Thanks for the timely article Dennis. Agree with all your points. The only point I would add is the value of rebalancing when appropriate.  If a person has done the appropriate work up front and has set an appropriate allocation, then at times like these rebalancing should be the main (if not only) consideration. Some rebalance at a point in time of the year. Others, like me, rebalance whenever allocations are off by a certain percentage. With bonds falling so hard this year along with stocks, many may not have met their threshold for rebalancing. However, it is certainly an important part of the long term plan. (Obviously, for those who hold a target date, 60/40, etc. funds the rebalancing is automatic.)

Ormode
Ormode
2 months ago

I don’t do nothing. When stock prices are low, I am a buyer. If analysis shows that a company is selling below fair value, then you should act. I have been retired for 8 years now, and I have more money than I ever had.

Humble Reader
Humble Reader
2 months ago
Reply to  Ormode

Curious about the “buy when stock prices are low” strategy. To be able to buy, some asset needs to be spent. We keep enough cash on hand for planned expenses and to feel comfortable about the unplanned future. But most of our assets are kept fully invested. Perhaps we could do a modest amount of bargain buying with some of our cash, but not enough to make much of a difference. Do you hold more cash or other liquid assets specifically to be able to take advantage of buying opportunities? And if in cash, how does inflation factor in to your results?

Derek R. Austin
Derek R. Austin
2 months ago
Reply to  Humble Reader

You could finance purchasing stocks with margin loans (against your existing holdings), mortgage equity (by not prepaying your mortgage or using a HELOC or reverse mortgage), or fixed-rate (unsecured) personal loans.

R Quinn
R Quinn
2 months ago

If only more people would follow this strategy, especially workers in their 401k. I hope they are more educated today than back in 2008 when I was managing plans, but I’m not so sure.

You’re right, cash is not a good alternative in this context, but having a pile of cash in retirement for just such occasions as a bear market can help avoid these mistakes – I hope.

There is a plus side when markets decline. Capital gains, dividends and interest being reinvested are buying more shares for the ride back up in the future.

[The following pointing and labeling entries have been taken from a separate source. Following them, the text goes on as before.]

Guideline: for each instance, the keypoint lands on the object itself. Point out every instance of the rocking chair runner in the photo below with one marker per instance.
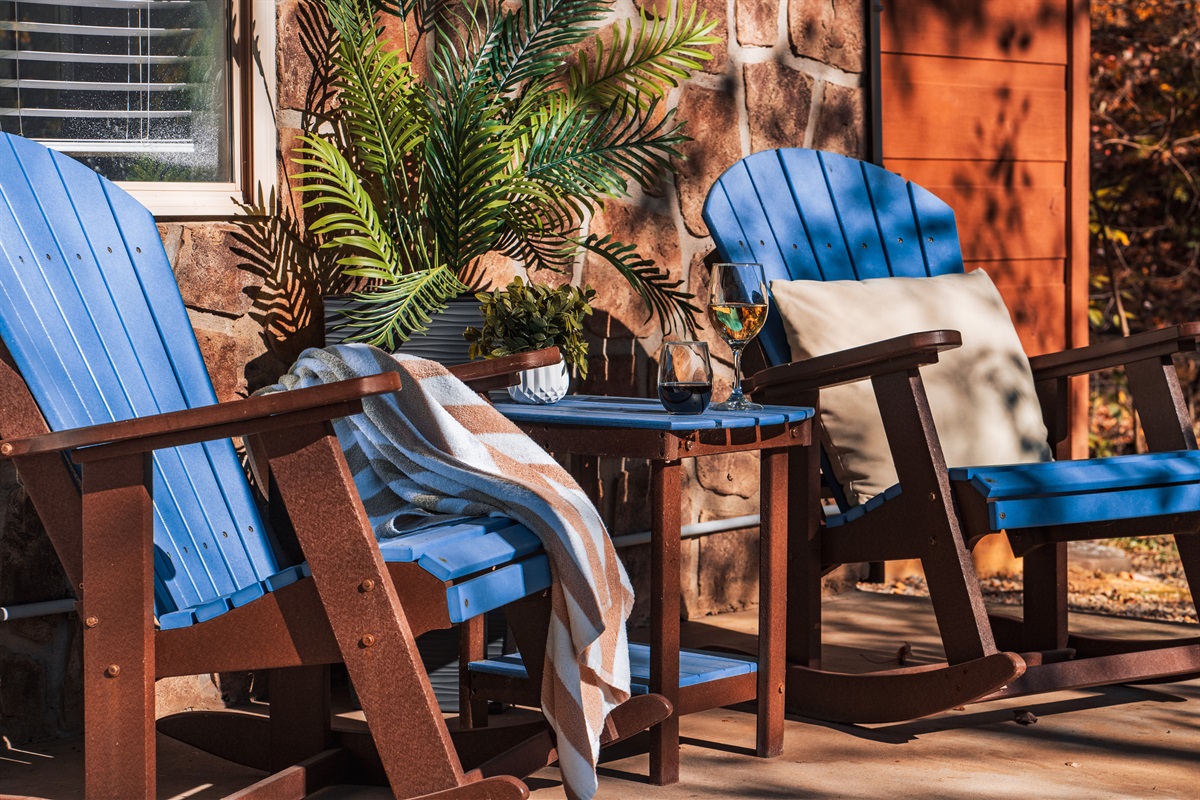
(817, 216)
(99, 348)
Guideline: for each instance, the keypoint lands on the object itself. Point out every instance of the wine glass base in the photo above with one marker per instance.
(736, 405)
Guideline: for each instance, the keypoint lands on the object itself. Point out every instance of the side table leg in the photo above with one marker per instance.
(772, 599)
(665, 530)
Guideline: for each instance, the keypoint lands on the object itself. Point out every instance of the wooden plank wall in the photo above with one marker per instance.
(985, 103)
(976, 100)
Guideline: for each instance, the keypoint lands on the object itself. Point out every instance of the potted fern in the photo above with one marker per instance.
(521, 122)
(521, 318)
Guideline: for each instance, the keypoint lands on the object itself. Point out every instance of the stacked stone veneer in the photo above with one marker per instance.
(787, 72)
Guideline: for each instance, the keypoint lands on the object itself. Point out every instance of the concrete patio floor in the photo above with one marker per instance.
(1107, 743)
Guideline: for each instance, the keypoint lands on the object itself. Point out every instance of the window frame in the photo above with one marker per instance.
(252, 71)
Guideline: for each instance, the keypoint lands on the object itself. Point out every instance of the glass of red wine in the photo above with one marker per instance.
(685, 377)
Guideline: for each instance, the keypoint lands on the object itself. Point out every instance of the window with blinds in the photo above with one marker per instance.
(138, 89)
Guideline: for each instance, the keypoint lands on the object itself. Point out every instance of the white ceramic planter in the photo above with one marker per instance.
(541, 385)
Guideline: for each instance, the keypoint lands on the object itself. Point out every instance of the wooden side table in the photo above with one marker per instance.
(589, 428)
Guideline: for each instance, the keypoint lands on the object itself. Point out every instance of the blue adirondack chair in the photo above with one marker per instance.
(111, 419)
(819, 216)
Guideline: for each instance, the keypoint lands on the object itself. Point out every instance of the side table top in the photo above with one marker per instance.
(641, 413)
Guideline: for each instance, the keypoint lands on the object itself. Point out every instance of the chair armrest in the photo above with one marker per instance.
(1139, 347)
(498, 373)
(208, 422)
(857, 364)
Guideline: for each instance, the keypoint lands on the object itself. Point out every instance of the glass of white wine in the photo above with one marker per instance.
(737, 307)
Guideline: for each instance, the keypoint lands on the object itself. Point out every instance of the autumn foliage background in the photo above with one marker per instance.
(1145, 204)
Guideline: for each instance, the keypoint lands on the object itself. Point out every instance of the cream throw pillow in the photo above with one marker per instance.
(982, 395)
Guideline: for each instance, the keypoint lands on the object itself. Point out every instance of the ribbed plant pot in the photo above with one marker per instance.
(442, 343)
(543, 385)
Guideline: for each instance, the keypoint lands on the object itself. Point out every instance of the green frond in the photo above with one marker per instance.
(647, 60)
(397, 311)
(469, 182)
(591, 154)
(653, 284)
(381, 102)
(354, 222)
(532, 40)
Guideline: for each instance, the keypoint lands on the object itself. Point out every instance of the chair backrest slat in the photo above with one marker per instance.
(93, 317)
(819, 216)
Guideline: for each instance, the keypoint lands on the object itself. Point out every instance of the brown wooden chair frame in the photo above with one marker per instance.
(355, 609)
(939, 521)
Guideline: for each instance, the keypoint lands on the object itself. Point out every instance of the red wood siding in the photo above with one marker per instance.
(977, 107)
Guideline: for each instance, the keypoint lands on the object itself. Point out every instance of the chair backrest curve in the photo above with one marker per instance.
(94, 319)
(820, 216)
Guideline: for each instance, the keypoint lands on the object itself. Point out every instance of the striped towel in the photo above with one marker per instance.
(436, 450)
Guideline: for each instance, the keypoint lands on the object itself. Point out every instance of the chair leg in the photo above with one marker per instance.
(364, 611)
(300, 715)
(804, 558)
(472, 642)
(1045, 597)
(118, 637)
(1189, 555)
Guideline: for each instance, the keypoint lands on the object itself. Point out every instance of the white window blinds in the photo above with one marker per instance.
(138, 89)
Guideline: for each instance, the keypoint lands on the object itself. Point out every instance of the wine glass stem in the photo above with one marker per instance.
(737, 396)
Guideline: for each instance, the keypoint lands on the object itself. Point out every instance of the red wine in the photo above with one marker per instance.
(684, 397)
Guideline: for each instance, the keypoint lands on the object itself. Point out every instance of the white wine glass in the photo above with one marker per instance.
(737, 307)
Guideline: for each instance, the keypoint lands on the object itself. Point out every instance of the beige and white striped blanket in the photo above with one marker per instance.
(436, 450)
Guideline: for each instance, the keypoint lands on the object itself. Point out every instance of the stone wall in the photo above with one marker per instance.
(786, 73)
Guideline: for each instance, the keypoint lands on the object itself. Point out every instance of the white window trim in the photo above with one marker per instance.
(257, 180)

Last edited 2 months ago by R Quinn
Philip Stein
Philip Stein
2 months ago
Reply to  R Quinn

Another plus: If the bear market drives down the value of your portfolio as of December 31, 2022, your RMD in 2023 will be lower. A smaller required withdrawal should help your portfolio recover faster.

Martymac
Martymac
2 months ago

Good advice! With the Fed probably going to hike two more times this year, prime money markets will benefit.